Me levantei e me pus a seu lado. “Já vai embora?” Perguntei já sabendo da resposta.
“Sim, já está na hora.” Ela retirou uma das flores de seu vestido, que nunca deixou de tocar o mar, e colocou na minha mão. “Pra você lembrar de mim”, beijou minha testa, e se afastou pulando nas pedras.Fiquei paralisado vendo ela se afastar até finalmente entrar em contato com a areia úmida. Só nesse momento consegui me mexer e finalmente falar com a voz trêmula. “Espera! Qual o seu nome?” gritei. Ela se virou pra mim, mais uma vez vi as ondas despejarem partículas brilhantes em sua pele, sem que ela se importasse. Vi seus lábios se abrirem para me responder, um momento que durou uma eternidade.
“BRUNO!” alguém me chamou da pista acima da praia. Era minha prima me procurando para pular o carnaval comigo. Depois de acenar pra ela pra mostrar onde estava, voltei para finalmente saber a resposta da musa.
Ela não estava mais lá.
Desci das pedras para tentar procurá-la melhor.
Nada.
Ela simplesmente havia sumido.
Subi para me juntar a minha prima, ainda confuso com o que havia acontecido. Ela estava com uma roupa engraçada de “índia sexy”, mas eu só conseguia pensar na mulher vestida de majestade.
Ela estava animada e já um pouco bêbada, “Vem, vamos lá pra praça”, disse ela me puxando.
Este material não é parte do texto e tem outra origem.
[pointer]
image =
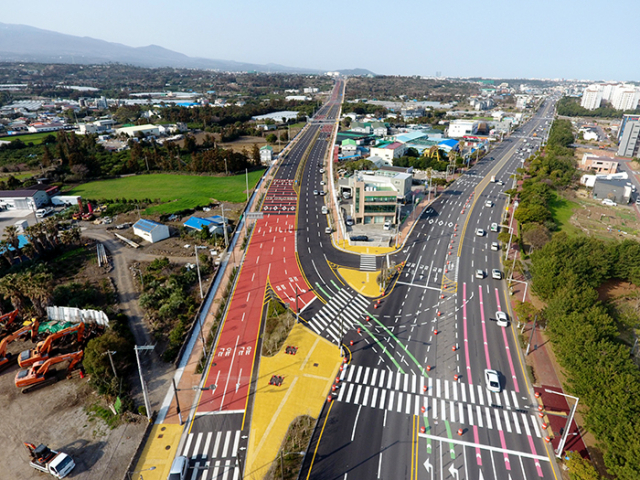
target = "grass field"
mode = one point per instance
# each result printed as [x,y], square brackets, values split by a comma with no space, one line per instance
[561,211]
[179,192]
[35,138]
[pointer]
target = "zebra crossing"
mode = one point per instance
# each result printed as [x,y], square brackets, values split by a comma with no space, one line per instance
[441,399]
[339,315]
[368,263]
[218,457]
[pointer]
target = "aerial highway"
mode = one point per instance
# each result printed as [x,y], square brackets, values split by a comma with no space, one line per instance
[217,434]
[413,400]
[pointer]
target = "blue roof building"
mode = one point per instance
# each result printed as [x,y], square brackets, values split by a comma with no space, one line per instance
[150,231]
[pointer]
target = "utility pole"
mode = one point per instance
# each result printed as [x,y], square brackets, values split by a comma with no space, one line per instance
[145,394]
[113,367]
[531,336]
[175,394]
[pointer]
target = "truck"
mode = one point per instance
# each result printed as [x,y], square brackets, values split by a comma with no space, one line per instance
[49,461]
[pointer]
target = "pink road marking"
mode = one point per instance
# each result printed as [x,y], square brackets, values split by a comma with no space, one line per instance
[484,330]
[476,439]
[464,326]
[507,464]
[533,450]
[506,346]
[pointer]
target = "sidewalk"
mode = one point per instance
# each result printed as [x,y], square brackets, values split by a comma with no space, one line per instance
[546,371]
[164,439]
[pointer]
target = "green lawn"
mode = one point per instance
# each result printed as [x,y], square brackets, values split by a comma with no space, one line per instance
[561,211]
[35,138]
[180,192]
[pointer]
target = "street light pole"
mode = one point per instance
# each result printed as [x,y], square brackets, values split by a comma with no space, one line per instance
[567,427]
[147,405]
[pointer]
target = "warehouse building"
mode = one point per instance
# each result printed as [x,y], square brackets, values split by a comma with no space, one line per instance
[23,199]
[150,231]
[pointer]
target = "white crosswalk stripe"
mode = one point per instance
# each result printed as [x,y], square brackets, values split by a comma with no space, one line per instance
[206,448]
[368,263]
[341,314]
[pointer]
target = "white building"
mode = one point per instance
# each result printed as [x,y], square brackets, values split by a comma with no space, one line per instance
[592,97]
[23,199]
[460,128]
[389,151]
[266,155]
[150,231]
[137,130]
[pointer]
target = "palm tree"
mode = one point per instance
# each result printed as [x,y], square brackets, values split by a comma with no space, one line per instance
[10,286]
Cedi e me deixei ser puxado por ela. Ainda tive tempo para olhar uma última vez para a direção da praia. Bem lá no fundo, onde a luz da lua dividia seu lugar com a água, achei ter visto aquela mulher me olhando. Apenas metade de seu corpo era visível. Como uma sereia, ela me encantava com o som de suas palavras e com o encanto de seu sorriso. Ela levantou a mão e uma onda encobriu sua imagem, o brilho das pérolas de sua coroa foi a última coisa que vi.
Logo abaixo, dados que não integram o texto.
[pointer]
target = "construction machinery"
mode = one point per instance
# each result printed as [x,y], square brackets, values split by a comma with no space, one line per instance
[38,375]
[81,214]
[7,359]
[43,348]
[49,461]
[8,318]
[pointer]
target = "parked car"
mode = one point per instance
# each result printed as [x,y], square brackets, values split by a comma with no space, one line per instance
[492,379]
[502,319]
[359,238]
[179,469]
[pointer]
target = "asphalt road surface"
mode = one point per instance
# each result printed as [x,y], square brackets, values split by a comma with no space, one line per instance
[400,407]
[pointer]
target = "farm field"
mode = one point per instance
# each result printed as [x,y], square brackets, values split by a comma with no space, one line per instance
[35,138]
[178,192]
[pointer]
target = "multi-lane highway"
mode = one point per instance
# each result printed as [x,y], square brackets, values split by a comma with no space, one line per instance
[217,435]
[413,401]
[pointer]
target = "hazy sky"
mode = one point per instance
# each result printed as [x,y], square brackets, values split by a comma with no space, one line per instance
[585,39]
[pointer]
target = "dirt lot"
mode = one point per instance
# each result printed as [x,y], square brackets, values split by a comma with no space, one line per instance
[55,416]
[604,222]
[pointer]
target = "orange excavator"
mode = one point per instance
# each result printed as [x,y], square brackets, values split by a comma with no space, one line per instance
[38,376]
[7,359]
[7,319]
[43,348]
Aquele carnaval sempre esteve guardado em minha mente, e junto com ele, a imagem daquela linda mulher. A flor que ela me deu nunca murchou, e é exatamente um buquê de flores parecidas com essa que eu levo para o mar sempre que posso e quando as jogo na água só um pensamento me vem: “Sempre vou lembrar de você, rainha das águas”.